L’idiotie des plans de relance permanents

par Nono Ladette
jeudi 4 décembre 2008

 Depuis que George Bush a commencé à distribuer des chèques aux américains début 2008, presque tous les gouvernants dans le monde ont été pris d’une envie irrépressible : puiser plus vite que les autres dans l’argent public pour tenter de diminuer les effets de la crise. Une compétition court-termiste du plus gros déficit (dans laquelle la France part avec une longueur d’avance) semblable à la surenchère de risques pris par les banquiers dans le subprime ! Pourtant, des plans de relance en période de récession seraient nécessaires pour lisser les effets des cycles économiques... si des marges de manœuvre étaient dégagées en temps de forte croissance.

Je ne discuterai pas les plans de sauvetage du système financier : au point où on en était ils étaient inévitables. En revanche les plans de relance immédiats de la machine économique enrayée constituent une négation de la crise. En effet, une crise est une période de rupture entre un équilibre et un autre, de passage d’un monde à un autre. Elle implique des changements nécessaires et elle permet des évolutions souhaitables.
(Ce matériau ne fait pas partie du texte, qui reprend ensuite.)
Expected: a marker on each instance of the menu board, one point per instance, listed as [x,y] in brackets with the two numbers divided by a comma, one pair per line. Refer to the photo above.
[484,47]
Prenons l’exemple de l’automobile : depuis plusieurs années le nombre de véhicules légers (voitures particulières et utilitaires légers) vendus en France était à peu près stable à 2,5 millions (la production française étant légèrement supérieure). Cette production générait beaucoup de richesses pour le pays, en termes d’emplois (environ 10% de la population active), de profits et de recettes fiscales. Soudainement la production a baissé de 20%, sans perspective de rebond à court ou moyen terme. L’Etat doit-il faire en sorte qu’elle revienne immédiatement à son niveau antérieur, quitte à devoir subventionner toute l’activité automobile du pays ? Ne devrait-il pas dans un premier temps laisser les patrons et leurs actionnaires à leurs responsabilités, eux qui avaient promis une hausse de la production ?

Ne devrait-il pas se demander quels secteurs relancer : ceux en crise ou ceux à potentiel ? La crise nous dit : nous vivrons demain dans un monde avec moins de voitures, un monde qui consomme moins d’acier, moins d’aluminium, peut-être moins de pétrole... Et tant mieux, on commençait à s’en rendre compte, c’est maintenant clair. Plutôt que d’utiliser des milliards d’argent public pour maintenir la production de lagunas, l’Etat devrait affecter ces ressources sur l’accompagnement des ouvriers qui y auront perdu leur emploi (formation ou prime directe) et sur la stimulation des secteurs économiques de demain dans lequel notre pays peut avoir un avantage technologique et qui peuvent être notre prospérité de demain (transports propres, énergie solaire, bio- et nano-technologies, sans oublier la recherche fondamentale...). Enfin, il le pourrait s’il n’était pas déjà en "plan de relance permanent".

En effet, rappelez-vous début 2007 : alors que la croissance mondiale dépassait 5%, l’économie française croissait de 2% par an depuis plusieurs années. Tous les candidats à la présidentielle - et surtout celui qui l’a emportée - estimaient pourtant qu’une fois élus ils l’augmenteraient à 3% ("avec les dents" si nécessaire). L’économie créait un nombre exceptionnel d’emplois (300 000 en 2007) mais nos dirigeants ont fait une erreur fondamentale de diagnostic : penser que la croissance était inférieure à son potentiel et donc la stimuler par defauras éxonérations fiscales. Par exemple la réduction de TVA à 5,5% sur la rénovation dans le bâtiment et les réductions d’impôt sur le revenu (Besson, Robien, etc) pour stimuler la construction de nouveaux logements alors même que les entreprises du secteur manquaient de main-d’oeuvre ! Il aurait mieux fallu remonter la TVA à 19,6% et supprimer ces avantages fiscaux dès que l’activité immobilière a dépassé son potentiel de moyen-terme en 2004-2005 (le déficit de l’Etat aurait été réduit) et utiliser cette marge de manoeuvre en 2009 pour que les entreprises du bâtiment n’aient pas trop à licencier !

Car en réalité, le potentiel de croissance était plutôt de 1,5% (ce que Patrick Artus rappelait souvent dans L’Expansion par exemple) et si nous étions au-dessus, c’est uniquement parce que l’activité était stimulée à court-terme par l’augmentation du crédit (en France comme ailleurs). Nos dirigeants auraient dû mettre des noisettes de côté comme les Allemands, pour pouvoir stimuler une économie en difficulté en 2009. Au lieu de cela, notre déficit restait très proche de 3% du PIB. Avant tout plan de relance, par le seul fait du ralentissement économique, il sera de 4% en 2009 et 5% en 2010, avec une dette nettement supérieure à 70%. Toute dépense additionnelle remettrait en cause - et pour la première fois - la solvabilité à moyen-terme de l’Etat français.